Stream processing applications, including streaming ETL pipelines, materialized caches, and event-driven microservices, are made easy with ksqlDB. Until recently, your options for interacting with ksqlDB were limited to its command-line interface (CLI), user interface (UI), and REST API. The CLI and UI are more convenient and intuitive, while the REST API is more compatible with writing applications. The introduction of ksqlDB clients seeks to deliver the best of both worlds, enabling convenient and intuitive interaction with ksqlDB servers from within your applications. The first such client—the Java client for ksqlDB—shipped with ksqlDB 0.10.0, with additional functionality added in 0.11.0 and 0.12.0. Let’s see it in action.
Follow along with the complete code examples and run a quick demo yourself on GitHub.
Suppose we have an IoT system consisting of various different types of sensors.

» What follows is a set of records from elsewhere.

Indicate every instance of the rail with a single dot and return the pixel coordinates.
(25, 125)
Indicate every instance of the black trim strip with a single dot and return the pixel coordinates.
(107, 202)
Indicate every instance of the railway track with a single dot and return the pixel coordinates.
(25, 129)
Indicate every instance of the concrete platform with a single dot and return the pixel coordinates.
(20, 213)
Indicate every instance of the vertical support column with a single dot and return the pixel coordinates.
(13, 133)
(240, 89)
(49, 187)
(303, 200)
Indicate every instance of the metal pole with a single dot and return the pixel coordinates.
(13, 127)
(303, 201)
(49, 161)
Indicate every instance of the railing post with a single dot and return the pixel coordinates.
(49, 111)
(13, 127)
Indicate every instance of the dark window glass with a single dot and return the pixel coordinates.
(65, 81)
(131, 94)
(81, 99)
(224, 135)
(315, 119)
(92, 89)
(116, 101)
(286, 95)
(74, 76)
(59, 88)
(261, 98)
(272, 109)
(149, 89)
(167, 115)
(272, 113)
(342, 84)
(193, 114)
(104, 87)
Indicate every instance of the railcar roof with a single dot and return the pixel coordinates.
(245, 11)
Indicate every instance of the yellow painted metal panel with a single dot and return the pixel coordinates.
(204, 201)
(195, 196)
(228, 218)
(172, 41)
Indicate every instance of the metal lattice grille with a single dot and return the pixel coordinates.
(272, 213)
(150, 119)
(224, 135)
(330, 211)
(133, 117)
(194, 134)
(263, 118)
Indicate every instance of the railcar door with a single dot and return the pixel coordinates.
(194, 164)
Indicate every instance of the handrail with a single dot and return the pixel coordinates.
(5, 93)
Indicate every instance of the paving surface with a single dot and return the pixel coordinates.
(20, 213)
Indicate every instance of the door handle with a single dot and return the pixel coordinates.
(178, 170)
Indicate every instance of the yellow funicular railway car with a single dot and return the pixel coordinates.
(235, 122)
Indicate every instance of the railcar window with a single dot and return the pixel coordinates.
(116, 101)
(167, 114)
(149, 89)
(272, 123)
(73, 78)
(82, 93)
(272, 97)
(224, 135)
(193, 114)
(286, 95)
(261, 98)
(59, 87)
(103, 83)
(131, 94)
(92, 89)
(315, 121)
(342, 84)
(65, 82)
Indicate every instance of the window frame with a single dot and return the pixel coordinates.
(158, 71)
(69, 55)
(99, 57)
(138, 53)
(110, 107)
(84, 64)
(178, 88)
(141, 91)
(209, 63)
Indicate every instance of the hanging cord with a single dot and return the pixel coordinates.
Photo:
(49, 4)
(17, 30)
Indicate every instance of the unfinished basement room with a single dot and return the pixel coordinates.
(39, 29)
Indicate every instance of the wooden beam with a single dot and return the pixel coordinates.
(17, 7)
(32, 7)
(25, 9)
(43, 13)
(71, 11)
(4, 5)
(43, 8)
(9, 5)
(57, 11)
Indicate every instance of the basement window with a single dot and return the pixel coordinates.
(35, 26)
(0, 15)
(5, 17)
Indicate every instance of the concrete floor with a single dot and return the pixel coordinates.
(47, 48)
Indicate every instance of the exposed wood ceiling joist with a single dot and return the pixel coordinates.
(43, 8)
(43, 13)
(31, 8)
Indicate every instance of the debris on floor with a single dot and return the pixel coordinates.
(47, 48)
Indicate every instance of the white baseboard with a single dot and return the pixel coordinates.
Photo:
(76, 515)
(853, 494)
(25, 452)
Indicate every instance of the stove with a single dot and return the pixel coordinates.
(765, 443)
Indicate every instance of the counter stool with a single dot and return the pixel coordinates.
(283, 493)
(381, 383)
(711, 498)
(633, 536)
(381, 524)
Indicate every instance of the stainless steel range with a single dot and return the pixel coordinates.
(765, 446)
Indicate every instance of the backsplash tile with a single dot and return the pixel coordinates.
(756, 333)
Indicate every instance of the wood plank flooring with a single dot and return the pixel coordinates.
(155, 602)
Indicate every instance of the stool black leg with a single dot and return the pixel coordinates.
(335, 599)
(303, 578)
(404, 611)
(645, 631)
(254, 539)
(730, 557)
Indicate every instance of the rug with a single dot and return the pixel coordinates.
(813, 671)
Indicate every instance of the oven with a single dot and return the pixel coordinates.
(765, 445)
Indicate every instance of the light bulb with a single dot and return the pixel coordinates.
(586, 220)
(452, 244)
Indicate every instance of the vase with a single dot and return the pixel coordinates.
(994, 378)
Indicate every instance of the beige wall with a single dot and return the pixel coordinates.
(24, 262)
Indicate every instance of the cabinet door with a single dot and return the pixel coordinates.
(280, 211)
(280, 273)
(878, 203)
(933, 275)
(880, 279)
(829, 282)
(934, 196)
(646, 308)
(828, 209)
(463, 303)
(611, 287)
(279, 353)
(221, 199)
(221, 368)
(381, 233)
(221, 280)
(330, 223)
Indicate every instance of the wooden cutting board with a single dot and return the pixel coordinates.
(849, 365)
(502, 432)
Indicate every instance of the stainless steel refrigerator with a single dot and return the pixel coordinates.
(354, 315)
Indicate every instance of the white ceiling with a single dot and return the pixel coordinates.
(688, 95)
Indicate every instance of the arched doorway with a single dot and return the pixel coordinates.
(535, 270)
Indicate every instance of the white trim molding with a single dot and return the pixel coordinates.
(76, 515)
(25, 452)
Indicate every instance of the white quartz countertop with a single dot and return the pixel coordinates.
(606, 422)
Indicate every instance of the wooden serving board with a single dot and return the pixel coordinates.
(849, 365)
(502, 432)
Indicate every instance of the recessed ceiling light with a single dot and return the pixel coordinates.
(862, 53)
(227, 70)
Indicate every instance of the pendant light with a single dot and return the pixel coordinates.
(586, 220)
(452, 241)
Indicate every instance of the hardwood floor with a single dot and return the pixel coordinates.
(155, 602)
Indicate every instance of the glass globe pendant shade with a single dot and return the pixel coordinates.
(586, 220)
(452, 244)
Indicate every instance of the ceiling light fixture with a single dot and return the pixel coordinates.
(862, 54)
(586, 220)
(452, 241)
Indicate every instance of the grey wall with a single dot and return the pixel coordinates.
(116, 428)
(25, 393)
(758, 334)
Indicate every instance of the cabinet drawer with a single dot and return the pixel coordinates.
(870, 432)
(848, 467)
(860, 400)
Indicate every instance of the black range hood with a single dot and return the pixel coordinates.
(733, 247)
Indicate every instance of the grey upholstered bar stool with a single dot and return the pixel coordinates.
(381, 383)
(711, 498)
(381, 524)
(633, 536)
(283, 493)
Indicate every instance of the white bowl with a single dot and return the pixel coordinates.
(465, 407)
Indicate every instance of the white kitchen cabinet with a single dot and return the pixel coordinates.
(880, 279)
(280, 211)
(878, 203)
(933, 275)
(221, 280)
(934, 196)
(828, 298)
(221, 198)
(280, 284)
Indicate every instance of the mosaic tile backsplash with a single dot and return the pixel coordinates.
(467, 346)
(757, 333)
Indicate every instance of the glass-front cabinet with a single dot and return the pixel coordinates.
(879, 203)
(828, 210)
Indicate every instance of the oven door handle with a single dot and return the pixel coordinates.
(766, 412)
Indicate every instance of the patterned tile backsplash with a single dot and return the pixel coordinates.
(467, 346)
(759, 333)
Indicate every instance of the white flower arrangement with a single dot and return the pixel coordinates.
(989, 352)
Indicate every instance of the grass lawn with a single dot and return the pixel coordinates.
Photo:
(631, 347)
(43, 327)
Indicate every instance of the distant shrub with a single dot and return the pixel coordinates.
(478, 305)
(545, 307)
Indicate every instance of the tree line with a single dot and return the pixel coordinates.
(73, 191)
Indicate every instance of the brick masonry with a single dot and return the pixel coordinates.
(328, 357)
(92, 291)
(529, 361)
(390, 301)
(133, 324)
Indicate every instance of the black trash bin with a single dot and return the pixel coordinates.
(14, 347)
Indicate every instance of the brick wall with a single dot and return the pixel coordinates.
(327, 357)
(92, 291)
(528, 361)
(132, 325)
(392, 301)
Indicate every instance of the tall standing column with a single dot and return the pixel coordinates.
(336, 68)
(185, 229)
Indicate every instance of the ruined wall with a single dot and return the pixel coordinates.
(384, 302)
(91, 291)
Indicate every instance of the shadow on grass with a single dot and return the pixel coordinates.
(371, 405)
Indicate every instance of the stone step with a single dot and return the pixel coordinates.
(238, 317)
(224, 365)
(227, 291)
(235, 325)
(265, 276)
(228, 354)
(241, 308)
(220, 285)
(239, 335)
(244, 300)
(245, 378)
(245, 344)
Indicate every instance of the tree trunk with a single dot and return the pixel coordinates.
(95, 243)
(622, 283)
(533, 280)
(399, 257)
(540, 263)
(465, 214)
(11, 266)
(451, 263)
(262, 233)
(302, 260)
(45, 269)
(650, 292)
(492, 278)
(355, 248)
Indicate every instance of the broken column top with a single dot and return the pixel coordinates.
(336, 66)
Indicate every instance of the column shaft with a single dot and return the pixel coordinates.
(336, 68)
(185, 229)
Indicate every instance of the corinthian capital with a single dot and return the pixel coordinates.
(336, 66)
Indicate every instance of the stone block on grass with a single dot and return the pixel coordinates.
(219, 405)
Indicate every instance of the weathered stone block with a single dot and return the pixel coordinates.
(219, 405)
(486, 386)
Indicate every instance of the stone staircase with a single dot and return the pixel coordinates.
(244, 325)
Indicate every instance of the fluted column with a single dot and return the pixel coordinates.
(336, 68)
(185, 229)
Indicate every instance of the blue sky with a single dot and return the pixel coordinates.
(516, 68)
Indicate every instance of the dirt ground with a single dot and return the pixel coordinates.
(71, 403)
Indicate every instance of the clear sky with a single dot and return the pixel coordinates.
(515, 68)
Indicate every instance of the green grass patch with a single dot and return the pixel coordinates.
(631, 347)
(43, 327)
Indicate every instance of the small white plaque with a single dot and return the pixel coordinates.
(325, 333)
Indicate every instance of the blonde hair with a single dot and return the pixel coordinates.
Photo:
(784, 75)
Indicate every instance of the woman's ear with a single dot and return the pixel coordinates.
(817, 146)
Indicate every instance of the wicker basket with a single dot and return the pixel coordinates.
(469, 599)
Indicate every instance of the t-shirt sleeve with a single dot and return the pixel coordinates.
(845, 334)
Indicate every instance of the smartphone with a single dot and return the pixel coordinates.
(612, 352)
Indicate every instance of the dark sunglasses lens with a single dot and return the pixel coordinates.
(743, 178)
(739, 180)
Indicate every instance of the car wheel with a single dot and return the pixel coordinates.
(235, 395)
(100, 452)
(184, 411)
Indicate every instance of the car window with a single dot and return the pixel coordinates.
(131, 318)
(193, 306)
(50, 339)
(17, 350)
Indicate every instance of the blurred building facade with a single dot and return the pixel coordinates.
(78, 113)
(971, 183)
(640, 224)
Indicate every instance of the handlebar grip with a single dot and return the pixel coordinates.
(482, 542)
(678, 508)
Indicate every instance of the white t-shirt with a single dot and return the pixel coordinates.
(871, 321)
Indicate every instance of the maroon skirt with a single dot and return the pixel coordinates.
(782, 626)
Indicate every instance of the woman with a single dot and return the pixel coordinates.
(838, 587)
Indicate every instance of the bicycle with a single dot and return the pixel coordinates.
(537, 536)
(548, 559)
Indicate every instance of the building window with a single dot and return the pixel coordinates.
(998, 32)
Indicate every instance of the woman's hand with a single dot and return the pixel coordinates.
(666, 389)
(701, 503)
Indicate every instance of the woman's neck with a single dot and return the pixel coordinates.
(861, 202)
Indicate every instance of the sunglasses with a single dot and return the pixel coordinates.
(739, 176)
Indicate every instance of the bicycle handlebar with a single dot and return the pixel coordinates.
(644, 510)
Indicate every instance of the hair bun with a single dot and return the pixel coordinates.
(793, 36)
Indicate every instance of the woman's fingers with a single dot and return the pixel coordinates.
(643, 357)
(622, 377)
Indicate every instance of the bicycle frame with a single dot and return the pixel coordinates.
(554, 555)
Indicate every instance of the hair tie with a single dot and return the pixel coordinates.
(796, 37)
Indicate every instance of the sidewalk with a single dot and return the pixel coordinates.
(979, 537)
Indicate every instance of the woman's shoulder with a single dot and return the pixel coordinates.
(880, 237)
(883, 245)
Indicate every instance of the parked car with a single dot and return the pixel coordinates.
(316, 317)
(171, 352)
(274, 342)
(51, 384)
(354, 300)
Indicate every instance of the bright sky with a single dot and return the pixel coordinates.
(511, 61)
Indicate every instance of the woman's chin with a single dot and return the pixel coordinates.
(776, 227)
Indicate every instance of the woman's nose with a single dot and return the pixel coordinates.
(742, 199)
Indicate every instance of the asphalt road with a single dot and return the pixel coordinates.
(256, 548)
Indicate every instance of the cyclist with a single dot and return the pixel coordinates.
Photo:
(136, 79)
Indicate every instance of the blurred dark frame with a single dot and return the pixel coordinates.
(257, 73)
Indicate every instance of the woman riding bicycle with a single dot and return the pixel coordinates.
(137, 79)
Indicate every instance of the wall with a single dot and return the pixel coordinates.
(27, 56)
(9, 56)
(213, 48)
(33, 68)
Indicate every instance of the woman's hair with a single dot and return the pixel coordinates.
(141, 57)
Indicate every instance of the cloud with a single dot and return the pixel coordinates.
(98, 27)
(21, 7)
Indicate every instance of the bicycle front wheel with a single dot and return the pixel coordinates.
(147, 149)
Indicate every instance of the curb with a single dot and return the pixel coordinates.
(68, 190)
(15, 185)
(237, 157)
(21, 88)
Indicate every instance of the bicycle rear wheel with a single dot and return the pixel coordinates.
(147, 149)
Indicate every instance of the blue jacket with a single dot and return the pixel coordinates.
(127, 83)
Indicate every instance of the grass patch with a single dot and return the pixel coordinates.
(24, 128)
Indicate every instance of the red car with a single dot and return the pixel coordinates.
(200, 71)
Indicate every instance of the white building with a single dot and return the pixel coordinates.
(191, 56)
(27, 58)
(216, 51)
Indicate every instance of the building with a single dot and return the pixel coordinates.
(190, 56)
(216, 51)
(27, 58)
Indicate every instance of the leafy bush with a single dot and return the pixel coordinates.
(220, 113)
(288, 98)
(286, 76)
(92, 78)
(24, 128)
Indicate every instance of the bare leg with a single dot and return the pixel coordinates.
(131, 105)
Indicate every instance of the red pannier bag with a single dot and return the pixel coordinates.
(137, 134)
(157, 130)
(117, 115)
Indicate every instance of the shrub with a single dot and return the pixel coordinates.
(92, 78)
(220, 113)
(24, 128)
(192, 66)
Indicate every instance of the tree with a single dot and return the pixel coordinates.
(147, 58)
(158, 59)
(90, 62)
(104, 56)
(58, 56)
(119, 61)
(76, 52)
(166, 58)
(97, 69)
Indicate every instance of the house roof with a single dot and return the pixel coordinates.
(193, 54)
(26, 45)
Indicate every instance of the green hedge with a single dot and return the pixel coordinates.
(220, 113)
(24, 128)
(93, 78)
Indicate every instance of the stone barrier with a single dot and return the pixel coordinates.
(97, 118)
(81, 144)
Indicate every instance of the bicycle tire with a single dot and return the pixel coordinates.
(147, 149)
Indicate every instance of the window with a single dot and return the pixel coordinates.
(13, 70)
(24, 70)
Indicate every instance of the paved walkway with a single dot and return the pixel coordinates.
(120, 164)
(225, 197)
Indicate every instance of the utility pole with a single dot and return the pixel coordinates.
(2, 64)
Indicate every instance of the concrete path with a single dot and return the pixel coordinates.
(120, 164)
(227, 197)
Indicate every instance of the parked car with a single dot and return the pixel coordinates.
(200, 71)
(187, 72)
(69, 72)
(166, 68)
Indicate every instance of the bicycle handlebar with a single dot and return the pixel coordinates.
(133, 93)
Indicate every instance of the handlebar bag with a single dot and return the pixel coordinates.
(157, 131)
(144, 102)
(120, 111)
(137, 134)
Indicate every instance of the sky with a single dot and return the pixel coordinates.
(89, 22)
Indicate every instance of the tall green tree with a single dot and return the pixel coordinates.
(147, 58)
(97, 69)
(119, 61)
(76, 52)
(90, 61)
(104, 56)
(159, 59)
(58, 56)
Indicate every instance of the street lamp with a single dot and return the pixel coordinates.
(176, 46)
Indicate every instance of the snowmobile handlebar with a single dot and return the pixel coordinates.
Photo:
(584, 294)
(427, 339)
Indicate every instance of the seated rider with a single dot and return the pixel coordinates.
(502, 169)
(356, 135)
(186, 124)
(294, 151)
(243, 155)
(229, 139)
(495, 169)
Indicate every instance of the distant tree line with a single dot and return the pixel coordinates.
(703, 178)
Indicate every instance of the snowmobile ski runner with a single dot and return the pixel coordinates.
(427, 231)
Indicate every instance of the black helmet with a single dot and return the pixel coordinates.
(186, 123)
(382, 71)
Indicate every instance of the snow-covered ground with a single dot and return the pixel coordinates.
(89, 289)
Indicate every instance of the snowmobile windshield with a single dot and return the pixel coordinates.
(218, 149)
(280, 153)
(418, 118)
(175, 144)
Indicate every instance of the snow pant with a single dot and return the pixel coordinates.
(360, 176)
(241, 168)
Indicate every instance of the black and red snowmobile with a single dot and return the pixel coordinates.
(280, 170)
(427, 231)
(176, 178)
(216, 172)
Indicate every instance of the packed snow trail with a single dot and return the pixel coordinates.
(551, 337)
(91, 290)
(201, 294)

Sensor readings are produced to Apache Kafka®, and for each sensor type, we’d like to use ksqlDB to create a materialized cache that users and applications may query to retrieve the latest reading(s) for a particular sensor ID (of the relevant type).
Different sensor types may have different schemas for the readings produced by sensors of that type and, as a result, should be modeled as different ksqlDB streams.
Sensor Type 1: Single-value, stationary sensor |
Schema: (sensorID VARCHAR, reading INTEGER) |
Sensor Type 2: Multi-value, stationary sensor |
Schema: (sensorID VARCHAR, reading1 DOUBLE, reading2 BIGINT) |
Sensor Type 3: Single-value, non-stationary sensor |
Schema: (sensorID VARCHAR, reading DOUBLE, latitude DOUBLE, longitude DOUBLE) |
We’ll assume that the schemas for all sensor types contain a string-valued field sensorID, representing the ID of the sensor from which a particular reading was recorded.
Let’s use the Java client for ksqlDB to implement a programmatic way to add new sensor types, remove sensor types that are no longer needed, and query materialized views for the latest sensor readings.
To get started with the client, create a Java application with the example POM in the documentation and initialize the client to connect to your ksqlDB server:
public class SensorTypesManager {
private Client client;
public SensorTypesManager(String serverHost, int serverPort) { ClientOptions options = ClientOptions.create() .setHost(serverHost) .setPort(serverPort); this.client = Client.create(options); }
// ...
}
To add a new sensor type, we first have to create a ksqlDB stream to represent the sensor readings for sensors of the new type:
public void addSensorType(String sensorType, String sensorReadingsTopic) {
String createStreamSql = "CREATE STREAM " + sensorType + " WITH (KAFKA_TOPIC='" + sensorReadingsTopic + "', VALUE_FORMAT='AVRO');"; try { client.executeStatement(createStreamSql).get(); } catch (ExecutionException | InterruptedException e) { throw new RuntimeException("Failed to create stream", e); }
// ... }
Note that when using Avro data with ksqlDB, it’s not necessary to explicitly specify the schema of new streams as ksqlDB will look up the schema for the relevant Kafka topic in the Confluent Schema Registry. The same is true of Protobuf and, optionally, JSON data as well.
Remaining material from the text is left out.